Presenting complaints:
- Progressive abdominal distension — onset, duration, progression
- Pedal edema — bilateral/unilateral, pitting/non-pitting
- Decreased urine output (oliguria → suggests hypoalbuminemia or renal cause)
- Breathing difficulty (diaphragm elevation in massive ascites)
Etiological clues:
- Jaundice history — duration, color of urine/stools (hepatic cause)
- Hematemesis/melena — portal hypertension with variceal bleed
- Frothy urine — nephrotic syndrome
- Prolonged fever, weight loss, lymphadenopathy — TB, malignancy
- Joint pains, rash — SLE
- Blood transfusion history — Hepatitis B/C
- Drug/toxin exposure — drug-induced hepatitis
Family history: Wilson disease, alpha-1 antitrypsin deficiency, Budd-Chiari (hypercoagulable states)
- No facial puffiness on waking — Rules out nephrotic syndrome (nephrotic edema is worse in mornings)
- No frothy urine — Against significant proteinuria/nephrotic syndrome
- No exertional dyspnea/orthopnea — Against cardiac cause
- No cough, evening fever, contact with Koch's — Against tubercular peritonitis
- No pain abdomen — Cirrhotic ascites is usually painless; malignant ascites may be painful
- No polyuria/polydipsia — Against diabetes (rare cause of liver disease in children)

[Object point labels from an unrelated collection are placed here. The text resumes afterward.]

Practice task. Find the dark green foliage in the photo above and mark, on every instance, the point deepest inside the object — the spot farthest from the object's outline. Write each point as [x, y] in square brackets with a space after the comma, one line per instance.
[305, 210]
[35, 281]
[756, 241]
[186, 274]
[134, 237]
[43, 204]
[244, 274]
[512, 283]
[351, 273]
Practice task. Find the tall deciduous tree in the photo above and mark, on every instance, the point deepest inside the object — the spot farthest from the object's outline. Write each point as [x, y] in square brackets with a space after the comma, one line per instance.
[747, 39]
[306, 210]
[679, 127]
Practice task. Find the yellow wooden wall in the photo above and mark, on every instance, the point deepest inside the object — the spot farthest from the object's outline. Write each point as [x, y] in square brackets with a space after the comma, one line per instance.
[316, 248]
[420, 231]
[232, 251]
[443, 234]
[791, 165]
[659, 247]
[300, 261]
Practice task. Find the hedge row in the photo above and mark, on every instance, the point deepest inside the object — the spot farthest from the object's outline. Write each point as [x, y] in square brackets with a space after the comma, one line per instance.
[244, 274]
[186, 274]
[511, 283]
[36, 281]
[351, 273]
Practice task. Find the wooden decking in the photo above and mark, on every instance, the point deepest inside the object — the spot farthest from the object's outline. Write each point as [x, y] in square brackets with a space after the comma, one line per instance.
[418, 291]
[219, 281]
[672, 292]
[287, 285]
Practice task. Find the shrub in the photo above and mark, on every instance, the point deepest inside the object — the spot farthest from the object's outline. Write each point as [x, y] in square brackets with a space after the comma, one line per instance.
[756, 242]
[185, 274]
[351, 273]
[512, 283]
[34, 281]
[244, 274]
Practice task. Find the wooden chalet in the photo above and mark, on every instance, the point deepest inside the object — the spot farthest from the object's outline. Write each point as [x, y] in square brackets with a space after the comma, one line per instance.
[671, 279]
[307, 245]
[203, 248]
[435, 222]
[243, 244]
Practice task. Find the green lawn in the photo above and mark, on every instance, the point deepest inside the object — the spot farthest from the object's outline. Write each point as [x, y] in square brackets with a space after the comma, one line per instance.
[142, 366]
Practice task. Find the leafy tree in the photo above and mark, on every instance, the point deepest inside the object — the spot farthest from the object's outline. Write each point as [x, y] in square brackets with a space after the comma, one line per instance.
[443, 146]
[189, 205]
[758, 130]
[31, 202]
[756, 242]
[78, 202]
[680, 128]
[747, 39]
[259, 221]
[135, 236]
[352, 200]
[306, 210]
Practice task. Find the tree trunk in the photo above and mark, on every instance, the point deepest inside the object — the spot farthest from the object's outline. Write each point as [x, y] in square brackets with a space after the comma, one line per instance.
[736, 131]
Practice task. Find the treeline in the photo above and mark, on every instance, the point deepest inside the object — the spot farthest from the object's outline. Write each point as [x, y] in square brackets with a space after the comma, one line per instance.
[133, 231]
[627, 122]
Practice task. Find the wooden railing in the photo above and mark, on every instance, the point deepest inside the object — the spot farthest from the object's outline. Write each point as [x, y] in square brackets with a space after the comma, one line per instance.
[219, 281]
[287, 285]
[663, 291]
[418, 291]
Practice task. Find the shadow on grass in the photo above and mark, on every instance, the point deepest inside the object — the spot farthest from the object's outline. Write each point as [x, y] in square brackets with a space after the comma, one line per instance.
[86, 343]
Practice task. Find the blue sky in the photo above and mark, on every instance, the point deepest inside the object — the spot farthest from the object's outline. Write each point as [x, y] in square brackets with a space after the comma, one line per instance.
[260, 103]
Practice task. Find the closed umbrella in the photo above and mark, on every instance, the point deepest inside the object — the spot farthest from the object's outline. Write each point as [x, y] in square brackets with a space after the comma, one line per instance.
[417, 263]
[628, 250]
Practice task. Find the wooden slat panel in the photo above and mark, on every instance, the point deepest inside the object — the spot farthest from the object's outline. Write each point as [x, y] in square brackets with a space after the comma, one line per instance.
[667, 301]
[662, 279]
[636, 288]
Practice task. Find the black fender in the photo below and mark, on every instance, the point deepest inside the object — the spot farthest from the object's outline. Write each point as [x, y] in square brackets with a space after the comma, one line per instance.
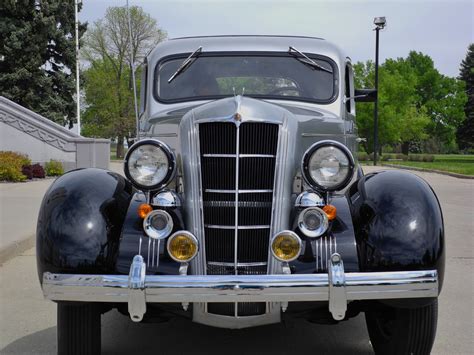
[80, 222]
[398, 223]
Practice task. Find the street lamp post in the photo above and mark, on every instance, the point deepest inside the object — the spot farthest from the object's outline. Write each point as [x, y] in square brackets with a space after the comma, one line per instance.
[78, 89]
[380, 23]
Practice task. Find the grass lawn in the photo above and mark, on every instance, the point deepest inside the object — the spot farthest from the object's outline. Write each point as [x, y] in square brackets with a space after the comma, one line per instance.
[461, 164]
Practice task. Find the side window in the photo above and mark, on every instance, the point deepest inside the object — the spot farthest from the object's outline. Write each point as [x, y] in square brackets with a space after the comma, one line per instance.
[143, 88]
[349, 88]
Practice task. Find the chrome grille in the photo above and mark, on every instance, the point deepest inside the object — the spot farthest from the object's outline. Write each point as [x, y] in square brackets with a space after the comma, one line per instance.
[238, 176]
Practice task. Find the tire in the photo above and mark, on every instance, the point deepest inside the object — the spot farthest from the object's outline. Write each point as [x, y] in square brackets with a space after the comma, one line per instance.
[399, 331]
[79, 329]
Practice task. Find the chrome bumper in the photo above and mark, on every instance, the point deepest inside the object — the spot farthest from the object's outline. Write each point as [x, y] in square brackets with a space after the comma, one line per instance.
[337, 287]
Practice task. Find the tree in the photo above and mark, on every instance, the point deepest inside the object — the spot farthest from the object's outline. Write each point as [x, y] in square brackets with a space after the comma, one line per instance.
[416, 103]
[400, 121]
[110, 110]
[38, 61]
[443, 98]
[465, 133]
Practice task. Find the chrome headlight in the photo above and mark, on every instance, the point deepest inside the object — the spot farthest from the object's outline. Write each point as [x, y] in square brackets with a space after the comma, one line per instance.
[149, 164]
[328, 166]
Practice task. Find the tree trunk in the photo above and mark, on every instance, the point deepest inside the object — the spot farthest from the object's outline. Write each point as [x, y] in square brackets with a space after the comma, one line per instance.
[405, 148]
[120, 150]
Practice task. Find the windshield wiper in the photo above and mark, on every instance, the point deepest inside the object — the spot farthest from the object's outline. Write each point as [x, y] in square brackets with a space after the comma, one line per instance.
[307, 60]
[186, 63]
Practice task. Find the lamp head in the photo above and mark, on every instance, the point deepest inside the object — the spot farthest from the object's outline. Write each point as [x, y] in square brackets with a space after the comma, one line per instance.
[380, 22]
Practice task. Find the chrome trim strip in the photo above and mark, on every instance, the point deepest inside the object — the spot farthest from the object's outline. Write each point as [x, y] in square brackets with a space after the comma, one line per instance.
[252, 204]
[238, 191]
[218, 263]
[217, 226]
[240, 156]
[240, 288]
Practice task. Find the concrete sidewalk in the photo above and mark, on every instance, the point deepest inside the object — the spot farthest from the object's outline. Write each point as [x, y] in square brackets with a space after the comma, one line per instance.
[19, 206]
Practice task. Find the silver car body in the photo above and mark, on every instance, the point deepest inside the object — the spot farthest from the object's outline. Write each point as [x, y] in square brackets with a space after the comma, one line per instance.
[303, 123]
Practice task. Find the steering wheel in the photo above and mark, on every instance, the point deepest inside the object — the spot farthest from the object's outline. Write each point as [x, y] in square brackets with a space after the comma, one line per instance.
[286, 88]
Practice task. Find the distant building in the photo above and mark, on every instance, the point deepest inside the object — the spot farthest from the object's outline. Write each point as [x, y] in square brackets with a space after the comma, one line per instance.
[22, 130]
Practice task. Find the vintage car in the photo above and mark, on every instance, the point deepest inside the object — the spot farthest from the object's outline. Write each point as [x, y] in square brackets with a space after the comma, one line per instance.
[243, 203]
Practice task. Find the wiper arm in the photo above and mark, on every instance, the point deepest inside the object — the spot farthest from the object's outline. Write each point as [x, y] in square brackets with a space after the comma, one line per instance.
[307, 60]
[186, 63]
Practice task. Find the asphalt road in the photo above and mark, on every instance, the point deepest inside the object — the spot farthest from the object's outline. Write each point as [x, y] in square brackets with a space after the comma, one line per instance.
[28, 323]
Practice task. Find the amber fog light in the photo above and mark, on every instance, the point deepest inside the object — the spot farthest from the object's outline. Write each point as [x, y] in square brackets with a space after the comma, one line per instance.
[182, 246]
[158, 224]
[313, 222]
[286, 246]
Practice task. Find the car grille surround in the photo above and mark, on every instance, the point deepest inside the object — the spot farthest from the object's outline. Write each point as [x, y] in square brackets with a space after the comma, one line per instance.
[238, 178]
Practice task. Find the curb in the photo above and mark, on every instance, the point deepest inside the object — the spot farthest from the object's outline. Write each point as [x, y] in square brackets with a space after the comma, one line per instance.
[13, 249]
[459, 176]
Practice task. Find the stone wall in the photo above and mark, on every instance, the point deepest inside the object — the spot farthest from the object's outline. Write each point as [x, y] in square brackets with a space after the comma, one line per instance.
[24, 131]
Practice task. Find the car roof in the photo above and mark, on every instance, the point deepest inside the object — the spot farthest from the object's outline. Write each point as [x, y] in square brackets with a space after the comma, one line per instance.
[246, 43]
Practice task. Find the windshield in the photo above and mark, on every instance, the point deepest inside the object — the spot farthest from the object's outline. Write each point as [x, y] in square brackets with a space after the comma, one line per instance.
[278, 77]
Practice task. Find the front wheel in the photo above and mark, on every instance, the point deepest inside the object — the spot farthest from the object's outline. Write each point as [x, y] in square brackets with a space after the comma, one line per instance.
[399, 331]
[79, 329]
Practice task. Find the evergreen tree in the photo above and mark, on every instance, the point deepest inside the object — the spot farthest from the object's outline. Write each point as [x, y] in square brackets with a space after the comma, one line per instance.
[466, 130]
[37, 56]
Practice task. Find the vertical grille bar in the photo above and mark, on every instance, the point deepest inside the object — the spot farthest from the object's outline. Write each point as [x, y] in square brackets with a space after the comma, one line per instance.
[236, 235]
[238, 177]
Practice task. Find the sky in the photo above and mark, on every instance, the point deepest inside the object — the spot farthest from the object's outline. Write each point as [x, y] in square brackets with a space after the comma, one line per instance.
[441, 29]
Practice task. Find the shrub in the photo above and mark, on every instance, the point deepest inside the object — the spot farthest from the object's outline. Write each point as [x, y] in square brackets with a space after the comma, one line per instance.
[402, 157]
[27, 171]
[11, 164]
[38, 171]
[54, 168]
[362, 156]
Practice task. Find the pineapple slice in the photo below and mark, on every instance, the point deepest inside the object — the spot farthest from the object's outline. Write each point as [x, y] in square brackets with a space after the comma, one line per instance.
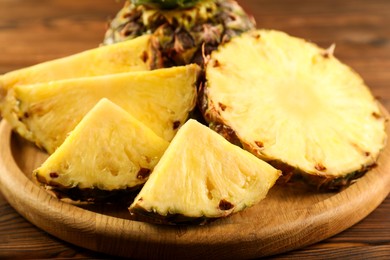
[117, 58]
[202, 176]
[294, 105]
[109, 152]
[44, 113]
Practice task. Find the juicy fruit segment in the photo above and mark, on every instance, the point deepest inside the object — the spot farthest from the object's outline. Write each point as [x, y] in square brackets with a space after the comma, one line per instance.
[202, 176]
[44, 113]
[179, 36]
[122, 57]
[295, 105]
[108, 151]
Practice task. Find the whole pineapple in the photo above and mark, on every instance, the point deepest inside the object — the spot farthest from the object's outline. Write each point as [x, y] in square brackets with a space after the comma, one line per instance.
[182, 31]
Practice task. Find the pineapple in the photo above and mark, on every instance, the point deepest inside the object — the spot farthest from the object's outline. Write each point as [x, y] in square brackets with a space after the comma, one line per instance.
[294, 105]
[121, 57]
[45, 113]
[180, 30]
[108, 153]
[201, 177]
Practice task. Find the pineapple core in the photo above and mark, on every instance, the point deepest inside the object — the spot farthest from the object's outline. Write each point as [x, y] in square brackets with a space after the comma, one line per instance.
[201, 176]
[108, 150]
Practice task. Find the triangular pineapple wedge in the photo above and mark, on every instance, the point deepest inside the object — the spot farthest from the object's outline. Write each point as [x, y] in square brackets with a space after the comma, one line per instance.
[44, 113]
[108, 153]
[122, 57]
[202, 176]
[295, 105]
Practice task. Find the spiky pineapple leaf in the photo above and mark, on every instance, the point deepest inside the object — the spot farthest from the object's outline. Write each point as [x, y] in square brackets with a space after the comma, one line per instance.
[167, 4]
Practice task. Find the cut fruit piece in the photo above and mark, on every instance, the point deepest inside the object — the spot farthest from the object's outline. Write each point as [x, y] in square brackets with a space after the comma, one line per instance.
[294, 105]
[44, 113]
[108, 152]
[117, 58]
[202, 176]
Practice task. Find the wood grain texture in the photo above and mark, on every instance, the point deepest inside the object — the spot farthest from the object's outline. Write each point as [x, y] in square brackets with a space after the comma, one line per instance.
[32, 33]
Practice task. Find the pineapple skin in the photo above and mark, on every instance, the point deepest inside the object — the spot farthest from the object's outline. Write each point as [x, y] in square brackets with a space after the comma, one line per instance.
[180, 36]
[292, 175]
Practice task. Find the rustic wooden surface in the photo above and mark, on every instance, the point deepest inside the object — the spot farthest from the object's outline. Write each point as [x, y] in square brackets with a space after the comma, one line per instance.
[32, 32]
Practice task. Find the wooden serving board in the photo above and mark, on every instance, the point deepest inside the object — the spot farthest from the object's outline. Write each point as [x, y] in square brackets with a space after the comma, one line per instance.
[287, 219]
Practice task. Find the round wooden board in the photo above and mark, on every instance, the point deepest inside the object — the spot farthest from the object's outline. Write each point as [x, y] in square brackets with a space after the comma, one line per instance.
[287, 219]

| Feature | Nephrotic Syndrome | Cirrhosis |
|---|---|---|
| Onset of edema | Periorbital/facial first (morning worse) | Pedal first (evening worse) |
| Urine | Frothy, reduced output | Dark (jaundice), normal or reduced output |
| Jaundice | Absent | Usually present |
| Abdominal veins | Absent | Caput medusae (portal HTN) |
| Organomegaly | Absent or mild hepatomegaly | Hepatosplenomegaly |
| Malnutrition | Mild | Marked |
Chylous ascites results from accumulation of chyle (lymphatic fluid rich in triglycerides) in the peritoneal cavity due to disruption of the lymphatic system.
Causes in children:
- Congenital lymphatic malformations (most common in neonates)
- Post-surgical (after abdominal/retroperitoneal surgery)
- Trauma to the thoracic duct
- Malignancy (lymphoma causing lymphatic obstruction)
- Tuberculosis (lymph node obstruction)
- Intestinal lymphangiectasia
Clue on aspiration: Ascitic fluid is milky white; triglycerides >200 mg/dL (usually >1000 mg/dL).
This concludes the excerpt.